All of this is a long way from Healy's roots. In 1969, she went to Ireland to see where her mother grew up. "It was a little hut with a thatched roof; and even, still, in 1969, they had no running water."

Healy is not sure exactly how she learned to cook or came to love cooking, but she remembers her mother as an excellent cook and recalls watching her operate in the small family kitchen in Queens. "There wasn't a lot of room in there," Healy remembers. "There were no countertop; she had to make everything on the kitchen table, then clean it off as she went. ... Mummy just threw you in there and said, 'Make cookies.'"

However it happened, Healy learned to cook, and bake, and loves it. "We make a lot of bread in this house," Healy says. Her daughter, Melissa, 18, (whom Mom says is an excellent cook) agrees. They make Teddy Bear bread, Irish soda bread, anise bread, corn bread, focaccia and yeast rolls. Another family favorite is German Puff Pancakes, which Healy describes as a "Yorkshire pudding type mix baked in the oven."
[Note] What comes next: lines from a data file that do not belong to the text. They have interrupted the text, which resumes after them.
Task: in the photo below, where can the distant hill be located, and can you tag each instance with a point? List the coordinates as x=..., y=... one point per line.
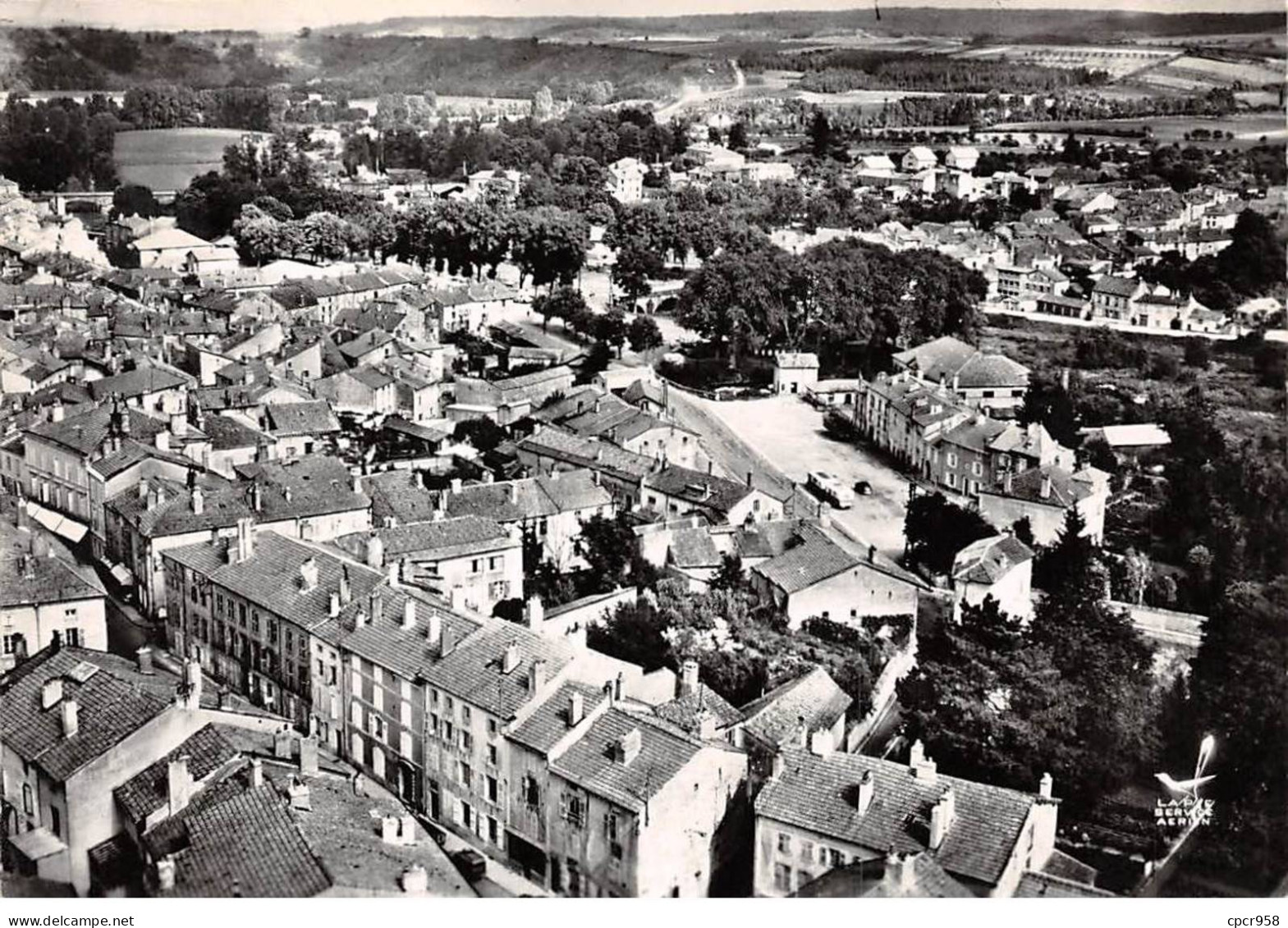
x=987, y=22
x=75, y=58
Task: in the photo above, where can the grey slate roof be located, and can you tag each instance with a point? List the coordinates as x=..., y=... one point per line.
x=785, y=715
x=590, y=762
x=817, y=793
x=108, y=711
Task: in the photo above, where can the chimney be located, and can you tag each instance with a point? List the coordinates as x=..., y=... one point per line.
x=923, y=767
x=298, y=794
x=178, y=784
x=867, y=789
x=190, y=683
x=942, y=819
x=165, y=873
x=309, y=756
x=629, y=746
x=308, y=575
x=70, y=717
x=389, y=829
x=52, y=693
x=245, y=540
x=534, y=613
x=511, y=658
x=415, y=880
x=821, y=743
x=688, y=681
x=282, y=743
x=901, y=868
x=375, y=551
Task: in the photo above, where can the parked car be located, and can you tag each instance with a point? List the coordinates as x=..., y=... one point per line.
x=831, y=489
x=472, y=864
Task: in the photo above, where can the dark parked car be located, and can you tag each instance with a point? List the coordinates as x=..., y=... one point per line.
x=472, y=864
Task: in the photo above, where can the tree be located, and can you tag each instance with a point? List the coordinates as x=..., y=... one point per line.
x=611, y=328
x=937, y=529
x=1238, y=692
x=135, y=199
x=821, y=135
x=482, y=434
x=731, y=574
x=561, y=303
x=643, y=334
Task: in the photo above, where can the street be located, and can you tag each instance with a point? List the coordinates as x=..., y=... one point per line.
x=789, y=434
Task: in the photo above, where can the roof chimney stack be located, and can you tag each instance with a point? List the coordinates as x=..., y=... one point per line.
x=178, y=784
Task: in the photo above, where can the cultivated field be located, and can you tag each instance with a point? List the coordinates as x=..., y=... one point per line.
x=1118, y=61
x=169, y=158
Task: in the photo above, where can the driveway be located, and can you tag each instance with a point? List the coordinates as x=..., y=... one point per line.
x=789, y=432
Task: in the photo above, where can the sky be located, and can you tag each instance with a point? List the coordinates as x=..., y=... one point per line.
x=289, y=15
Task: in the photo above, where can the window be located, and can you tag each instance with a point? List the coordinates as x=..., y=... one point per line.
x=782, y=878
x=531, y=792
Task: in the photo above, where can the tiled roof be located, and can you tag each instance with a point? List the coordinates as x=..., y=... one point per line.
x=436, y=540
x=591, y=761
x=314, y=418
x=699, y=488
x=1066, y=489
x=246, y=844
x=398, y=495
x=785, y=715
x=989, y=559
x=818, y=794
x=1034, y=885
x=694, y=549
x=588, y=452
x=549, y=722
x=688, y=710
x=947, y=357
x=108, y=711
x=84, y=432
x=474, y=670
x=45, y=579
x=149, y=789
x=135, y=382
x=884, y=880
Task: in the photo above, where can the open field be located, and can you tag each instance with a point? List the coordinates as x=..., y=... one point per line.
x=169, y=158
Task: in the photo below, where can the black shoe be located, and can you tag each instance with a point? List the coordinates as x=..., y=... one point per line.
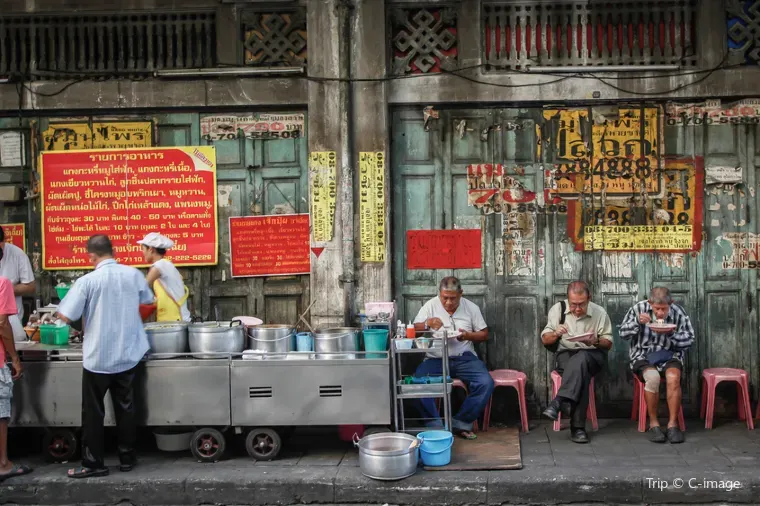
x=656, y=435
x=675, y=436
x=578, y=436
x=552, y=410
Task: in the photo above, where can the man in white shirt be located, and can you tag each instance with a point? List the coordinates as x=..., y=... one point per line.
x=16, y=267
x=463, y=319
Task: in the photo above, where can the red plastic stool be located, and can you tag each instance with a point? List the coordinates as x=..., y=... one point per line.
x=640, y=406
x=710, y=379
x=516, y=380
x=590, y=412
x=459, y=384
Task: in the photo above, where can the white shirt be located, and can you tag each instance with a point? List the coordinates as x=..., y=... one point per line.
x=172, y=281
x=16, y=267
x=467, y=317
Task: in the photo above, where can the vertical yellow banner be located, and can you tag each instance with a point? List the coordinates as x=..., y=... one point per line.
x=372, y=205
x=324, y=187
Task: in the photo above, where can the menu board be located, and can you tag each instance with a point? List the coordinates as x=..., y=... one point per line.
x=275, y=245
x=15, y=233
x=126, y=194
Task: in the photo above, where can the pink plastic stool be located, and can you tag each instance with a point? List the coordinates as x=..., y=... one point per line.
x=590, y=412
x=710, y=379
x=640, y=406
x=516, y=380
x=459, y=384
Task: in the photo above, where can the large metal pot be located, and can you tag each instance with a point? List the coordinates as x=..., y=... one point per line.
x=271, y=338
x=388, y=456
x=216, y=339
x=331, y=344
x=167, y=339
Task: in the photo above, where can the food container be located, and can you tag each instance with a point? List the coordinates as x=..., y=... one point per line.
x=167, y=339
x=388, y=456
x=216, y=339
x=271, y=338
x=332, y=344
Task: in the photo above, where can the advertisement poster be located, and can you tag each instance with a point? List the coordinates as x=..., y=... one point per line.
x=97, y=135
x=323, y=168
x=126, y=194
x=15, y=233
x=372, y=205
x=276, y=245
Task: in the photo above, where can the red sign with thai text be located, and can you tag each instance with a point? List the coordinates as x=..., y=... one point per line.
x=275, y=245
x=126, y=194
x=443, y=249
x=15, y=233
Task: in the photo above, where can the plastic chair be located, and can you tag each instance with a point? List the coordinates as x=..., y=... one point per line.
x=640, y=406
x=459, y=384
x=710, y=379
x=516, y=380
x=590, y=412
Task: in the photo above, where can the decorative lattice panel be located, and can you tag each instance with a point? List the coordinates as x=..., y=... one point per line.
x=743, y=29
x=275, y=38
x=107, y=42
x=520, y=34
x=424, y=40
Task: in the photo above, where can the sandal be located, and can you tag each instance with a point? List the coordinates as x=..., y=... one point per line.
x=86, y=472
x=466, y=434
x=16, y=470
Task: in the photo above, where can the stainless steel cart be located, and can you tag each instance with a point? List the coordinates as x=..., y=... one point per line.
x=403, y=391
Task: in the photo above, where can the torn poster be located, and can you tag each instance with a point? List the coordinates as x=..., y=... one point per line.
x=324, y=188
x=444, y=249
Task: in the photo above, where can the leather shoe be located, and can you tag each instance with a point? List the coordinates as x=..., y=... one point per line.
x=579, y=436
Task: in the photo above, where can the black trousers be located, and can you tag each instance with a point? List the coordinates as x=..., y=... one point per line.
x=94, y=388
x=577, y=368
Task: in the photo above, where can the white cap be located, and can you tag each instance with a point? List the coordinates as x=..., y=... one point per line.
x=156, y=240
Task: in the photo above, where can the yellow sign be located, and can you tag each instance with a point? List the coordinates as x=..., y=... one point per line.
x=372, y=205
x=640, y=237
x=324, y=188
x=97, y=135
x=623, y=154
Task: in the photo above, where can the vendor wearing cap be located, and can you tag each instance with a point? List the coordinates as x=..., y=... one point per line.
x=165, y=280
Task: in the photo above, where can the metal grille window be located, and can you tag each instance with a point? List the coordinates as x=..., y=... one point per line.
x=521, y=34
x=106, y=42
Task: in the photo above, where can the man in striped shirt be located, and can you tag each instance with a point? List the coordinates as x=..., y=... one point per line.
x=659, y=350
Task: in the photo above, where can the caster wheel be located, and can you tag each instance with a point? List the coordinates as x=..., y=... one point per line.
x=207, y=445
x=60, y=445
x=263, y=444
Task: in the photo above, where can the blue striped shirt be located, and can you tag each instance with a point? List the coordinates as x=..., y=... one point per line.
x=109, y=300
x=643, y=341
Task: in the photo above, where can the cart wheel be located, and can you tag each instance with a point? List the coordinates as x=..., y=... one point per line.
x=207, y=445
x=60, y=445
x=263, y=444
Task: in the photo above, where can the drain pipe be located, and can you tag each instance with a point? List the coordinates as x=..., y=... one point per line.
x=348, y=278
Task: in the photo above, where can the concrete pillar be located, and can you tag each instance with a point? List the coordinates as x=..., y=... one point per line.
x=371, y=132
x=332, y=276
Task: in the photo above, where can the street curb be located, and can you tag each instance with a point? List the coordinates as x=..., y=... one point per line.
x=231, y=483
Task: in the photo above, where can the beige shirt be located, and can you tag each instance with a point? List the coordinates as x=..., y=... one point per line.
x=595, y=320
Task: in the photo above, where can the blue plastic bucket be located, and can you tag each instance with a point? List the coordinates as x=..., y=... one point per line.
x=375, y=340
x=304, y=342
x=435, y=450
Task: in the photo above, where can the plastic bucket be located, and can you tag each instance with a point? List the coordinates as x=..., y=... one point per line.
x=304, y=341
x=436, y=447
x=375, y=340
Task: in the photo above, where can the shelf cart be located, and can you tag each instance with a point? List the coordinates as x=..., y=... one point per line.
x=403, y=391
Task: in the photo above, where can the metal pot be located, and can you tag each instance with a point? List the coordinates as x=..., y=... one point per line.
x=388, y=456
x=168, y=339
x=331, y=344
x=216, y=339
x=271, y=338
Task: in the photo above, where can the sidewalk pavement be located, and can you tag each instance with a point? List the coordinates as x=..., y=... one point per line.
x=620, y=466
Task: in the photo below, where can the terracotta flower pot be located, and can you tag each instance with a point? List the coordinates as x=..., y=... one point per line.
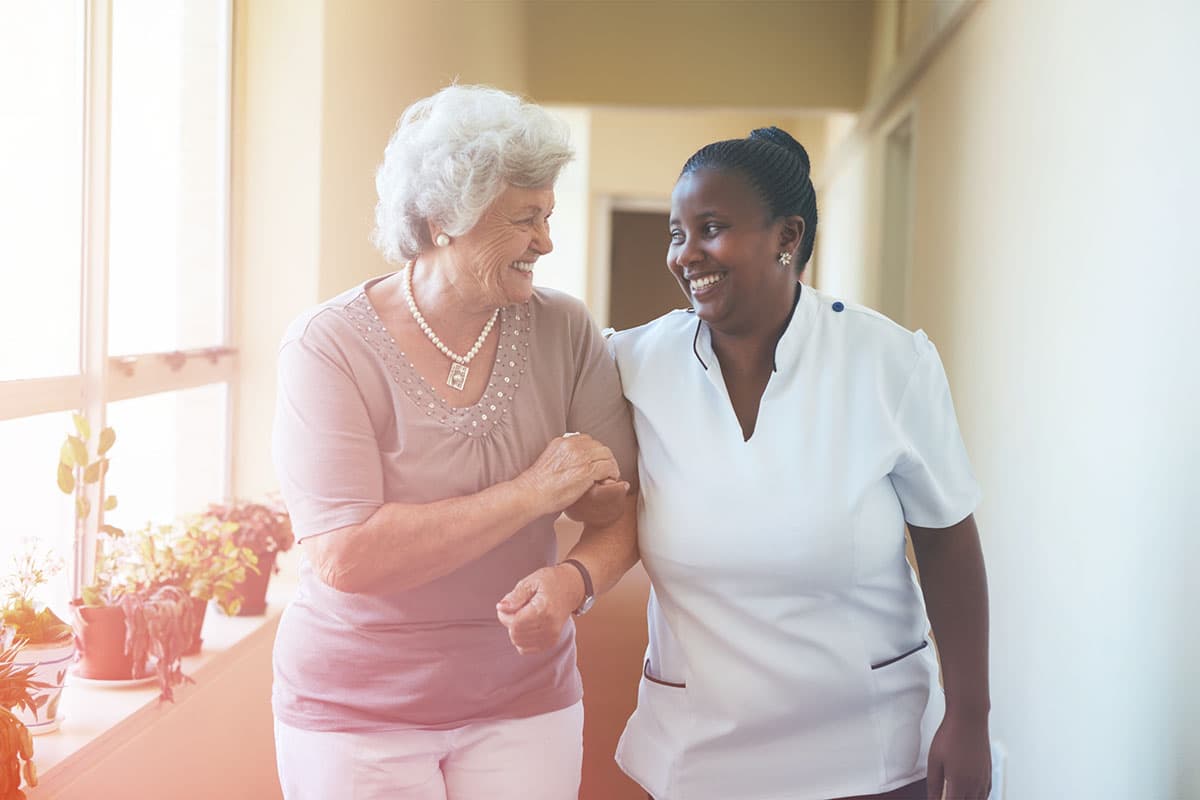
x=253, y=588
x=51, y=662
x=100, y=638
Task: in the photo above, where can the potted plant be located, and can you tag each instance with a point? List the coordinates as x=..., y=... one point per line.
x=17, y=689
x=263, y=528
x=197, y=555
x=48, y=642
x=154, y=621
x=127, y=625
And, Healy's willing to experiment. "Tomorrow we're having a murder-mystery dinner party," she says. She will prepare roast soy chicken, cucumber and romaine salad, Oriental noodles and more in keeping with the game's theme. And, she says, while unfolding her Home Plate apron prize, "My husband can where this tomorrow; he's playing the chef."